Relatedly, I don't know whether, given argv[0] and your targets, one can at least copy the named file, even if one cannot open it directly for reading.

eptcyka · on Jan 23, 2024

The first arg to your program is a path to the binary that's being executed. No /proc required.

electroly · on Jan 23, 2024

It's usually the path to the binary being executed, but you can pass anything you want when you exec. e.g. execl("/bin/ls", "definitely not /bin/ls", NULL);

pitherpather · on Jan 23, 2024

> In this article I will demonstrate this capability [lisp code directly embedded], explain how it works and the journey to implementing it. Every script bundling tool I've ever seen unpacks the code to some file system location and then reads it back in. I came up with a different solution.

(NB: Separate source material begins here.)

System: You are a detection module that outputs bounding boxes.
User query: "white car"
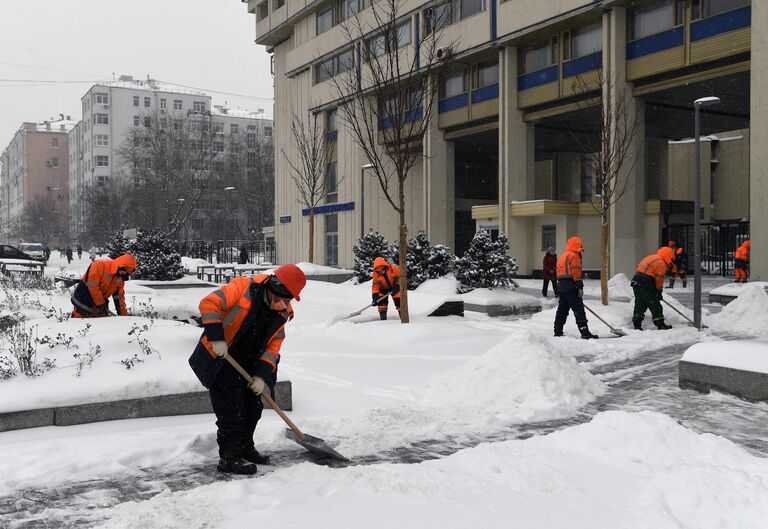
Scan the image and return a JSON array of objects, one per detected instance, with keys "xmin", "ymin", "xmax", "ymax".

> The lone-embed tool copies the lisp code into the ELF and then creates a LOAD segment for it. Linux then maps in the embedded code automatically at load time before the interpreter has even started.

And the discussion which follows I found very informative.

zoom6628 · on Jan 23, 2024

If you aren't aware have a look at the work of HNer jart and her amazing work on cosmopolitan c library and red bean APE. Might be something to learn or share. Just thinking out loud.

lioeters · on Jan 23, 2024

Indeed, Cosmopolitan C is amazing.

> Cosmopolitan Libc makes C a build-anywhere run-anywhere language, like Java, except it doesn't need an interpreter or virtual machine. Instead, it reconfigures stock GCC and Clang to output a POSIX-approved polyglot format that runs natively on Linux + Mac + Windows + FreeBSD + OpenBSD + NetBSD + BIOS on AMD64 and ARM64 with the best possible performance.

https://justine.lol/cosmopolitan/